Avant même cela, la pire urgence du pouvoir judiciaire s'est manifestée avec la condamnation sans preuve et la proscription de la vice-présidente de la nation, Cristina Fernández de Kirchner, dans le prolongement de la tentative d'assassinat dont elle a été victime. Il est impératif de mettre un terme à cette collusion qui affecte profondément la démocratie, l'État de droit et la vie en commun.
Nous soutenons la mise en accusation de la Cour suprême, suite à l'utilisation fallacieuse de la coparticipation en faveur de la campagne politique d'Horacio Rodríguez Larreta (maire de la ville de Buenos Aires), comme une mesure qui débute une voie émancipatrice. La contribution que la Cour suprême entend donner au PRO (parti macriste) est une opération comparable à celle que Mauricio Macri a mise en œuvre avec le FMI en recevant 45 milliards de dollars pour sa campagne politique de 2019, que des générations d'Argentins devront payer, dans un acte de pillage de ce gouvernement et de ses fonctionnaires, qui n'a pas encore été puni.
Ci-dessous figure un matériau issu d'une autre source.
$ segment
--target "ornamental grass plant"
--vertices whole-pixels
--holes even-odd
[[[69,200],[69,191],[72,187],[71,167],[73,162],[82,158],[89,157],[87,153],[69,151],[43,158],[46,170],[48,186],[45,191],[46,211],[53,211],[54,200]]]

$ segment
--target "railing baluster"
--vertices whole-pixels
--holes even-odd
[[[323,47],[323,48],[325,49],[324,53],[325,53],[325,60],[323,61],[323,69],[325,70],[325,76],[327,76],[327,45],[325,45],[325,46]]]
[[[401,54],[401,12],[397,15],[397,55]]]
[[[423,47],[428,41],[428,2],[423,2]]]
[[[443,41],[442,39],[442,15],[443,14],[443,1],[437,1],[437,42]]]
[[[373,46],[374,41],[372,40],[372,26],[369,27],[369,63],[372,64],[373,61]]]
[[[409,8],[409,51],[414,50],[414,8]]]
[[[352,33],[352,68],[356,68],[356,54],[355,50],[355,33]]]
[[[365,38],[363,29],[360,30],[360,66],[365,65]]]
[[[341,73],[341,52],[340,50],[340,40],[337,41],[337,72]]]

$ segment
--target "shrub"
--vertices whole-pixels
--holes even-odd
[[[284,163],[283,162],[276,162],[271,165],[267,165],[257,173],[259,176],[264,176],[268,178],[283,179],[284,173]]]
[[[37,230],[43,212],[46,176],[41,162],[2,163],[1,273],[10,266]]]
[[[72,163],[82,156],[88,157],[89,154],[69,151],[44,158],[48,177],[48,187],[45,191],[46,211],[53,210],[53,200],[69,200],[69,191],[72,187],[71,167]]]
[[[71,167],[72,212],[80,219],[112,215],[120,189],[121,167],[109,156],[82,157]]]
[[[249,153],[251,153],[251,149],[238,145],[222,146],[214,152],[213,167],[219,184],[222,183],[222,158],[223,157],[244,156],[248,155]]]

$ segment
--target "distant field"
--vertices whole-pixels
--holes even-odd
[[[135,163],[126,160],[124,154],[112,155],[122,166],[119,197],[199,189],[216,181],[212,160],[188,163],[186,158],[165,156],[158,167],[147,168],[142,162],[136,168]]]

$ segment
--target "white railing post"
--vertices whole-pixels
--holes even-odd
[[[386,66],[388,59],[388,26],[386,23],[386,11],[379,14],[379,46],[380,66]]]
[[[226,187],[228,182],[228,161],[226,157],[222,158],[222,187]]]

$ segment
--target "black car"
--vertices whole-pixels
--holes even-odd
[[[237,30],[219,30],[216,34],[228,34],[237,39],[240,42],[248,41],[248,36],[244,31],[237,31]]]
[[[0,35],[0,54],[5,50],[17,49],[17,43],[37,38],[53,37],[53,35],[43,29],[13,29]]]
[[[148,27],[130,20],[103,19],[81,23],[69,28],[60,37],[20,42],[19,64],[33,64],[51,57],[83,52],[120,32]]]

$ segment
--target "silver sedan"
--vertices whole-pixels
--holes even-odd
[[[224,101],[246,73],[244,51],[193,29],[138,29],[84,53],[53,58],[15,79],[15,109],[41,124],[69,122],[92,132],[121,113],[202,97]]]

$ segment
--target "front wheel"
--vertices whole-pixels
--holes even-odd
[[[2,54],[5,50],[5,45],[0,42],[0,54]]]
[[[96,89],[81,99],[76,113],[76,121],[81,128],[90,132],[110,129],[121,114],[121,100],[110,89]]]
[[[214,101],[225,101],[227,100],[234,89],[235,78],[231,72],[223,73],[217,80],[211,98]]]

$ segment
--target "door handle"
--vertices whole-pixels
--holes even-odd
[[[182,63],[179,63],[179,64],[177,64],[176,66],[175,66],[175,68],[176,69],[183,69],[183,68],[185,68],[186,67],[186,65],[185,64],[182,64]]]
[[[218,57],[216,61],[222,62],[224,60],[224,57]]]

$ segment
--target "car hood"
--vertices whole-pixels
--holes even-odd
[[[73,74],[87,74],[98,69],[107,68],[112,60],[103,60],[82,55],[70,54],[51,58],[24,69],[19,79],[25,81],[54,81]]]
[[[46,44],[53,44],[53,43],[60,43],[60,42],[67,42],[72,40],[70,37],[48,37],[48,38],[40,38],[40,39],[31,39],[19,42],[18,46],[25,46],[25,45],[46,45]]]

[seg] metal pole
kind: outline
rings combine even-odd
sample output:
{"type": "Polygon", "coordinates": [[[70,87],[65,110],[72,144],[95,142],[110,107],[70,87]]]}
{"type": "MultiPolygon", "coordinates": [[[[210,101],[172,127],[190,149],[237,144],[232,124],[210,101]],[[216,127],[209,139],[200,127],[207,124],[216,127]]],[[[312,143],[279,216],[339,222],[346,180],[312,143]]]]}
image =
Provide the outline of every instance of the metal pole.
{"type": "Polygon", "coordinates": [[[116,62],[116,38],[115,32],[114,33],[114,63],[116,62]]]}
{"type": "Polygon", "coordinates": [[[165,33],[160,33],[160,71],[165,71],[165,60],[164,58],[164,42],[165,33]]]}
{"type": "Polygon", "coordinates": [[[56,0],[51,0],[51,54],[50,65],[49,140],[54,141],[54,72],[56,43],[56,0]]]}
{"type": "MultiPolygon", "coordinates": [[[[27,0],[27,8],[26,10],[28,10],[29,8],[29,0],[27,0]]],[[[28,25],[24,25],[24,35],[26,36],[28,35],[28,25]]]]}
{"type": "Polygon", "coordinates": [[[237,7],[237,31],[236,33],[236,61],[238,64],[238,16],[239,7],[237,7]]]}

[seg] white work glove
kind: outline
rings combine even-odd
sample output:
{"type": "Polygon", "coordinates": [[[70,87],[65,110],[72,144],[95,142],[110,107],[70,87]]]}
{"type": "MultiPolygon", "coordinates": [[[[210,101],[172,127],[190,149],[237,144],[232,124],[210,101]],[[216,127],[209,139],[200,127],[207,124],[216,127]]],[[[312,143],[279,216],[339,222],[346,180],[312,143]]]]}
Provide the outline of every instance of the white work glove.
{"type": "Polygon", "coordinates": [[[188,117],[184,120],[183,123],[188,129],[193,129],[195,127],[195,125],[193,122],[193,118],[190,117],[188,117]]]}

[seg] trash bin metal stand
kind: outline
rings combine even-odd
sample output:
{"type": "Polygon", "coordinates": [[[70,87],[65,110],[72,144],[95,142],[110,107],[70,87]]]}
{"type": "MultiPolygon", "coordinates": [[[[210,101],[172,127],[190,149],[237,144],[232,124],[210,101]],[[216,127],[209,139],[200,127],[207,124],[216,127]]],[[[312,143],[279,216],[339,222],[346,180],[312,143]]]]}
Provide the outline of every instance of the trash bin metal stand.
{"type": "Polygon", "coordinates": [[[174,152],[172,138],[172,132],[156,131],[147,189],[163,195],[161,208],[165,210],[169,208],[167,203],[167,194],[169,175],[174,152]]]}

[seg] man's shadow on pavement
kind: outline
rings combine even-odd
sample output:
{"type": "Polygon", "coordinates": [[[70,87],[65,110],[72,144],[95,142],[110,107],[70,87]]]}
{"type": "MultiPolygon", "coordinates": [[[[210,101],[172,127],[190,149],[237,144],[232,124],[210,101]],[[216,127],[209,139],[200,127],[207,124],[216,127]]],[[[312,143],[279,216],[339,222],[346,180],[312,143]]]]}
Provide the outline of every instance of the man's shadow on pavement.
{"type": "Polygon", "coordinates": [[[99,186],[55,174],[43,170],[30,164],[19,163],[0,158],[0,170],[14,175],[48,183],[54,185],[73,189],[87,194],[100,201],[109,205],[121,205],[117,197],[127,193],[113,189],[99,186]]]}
Pour mettre fin à un processus de manipulation qui a débuté le 24 mars 1976, jamais démantelé au cours des années de démocratie, et à une justice corporative qui répond à des intérêts idéologiques et de classe, nous devons parvenir à un nouvel équilibre au sein du pouvoir judiciaire. C'est la seule façon de réformer une législation qui favorise aujourd'hui, dans ses termes et son fonctionnement, la mafia qui profite du régime, dont l'expression maximale réside dans l'enracinement de Juntos por el Cambio (aliance de droite) et de ses alliés d’extrême droite « libertaire », et dans sa résistance à mettre fin à l'État parallèle, mafieux et criminel qu'il a instauré pendant ses années de gouvernement.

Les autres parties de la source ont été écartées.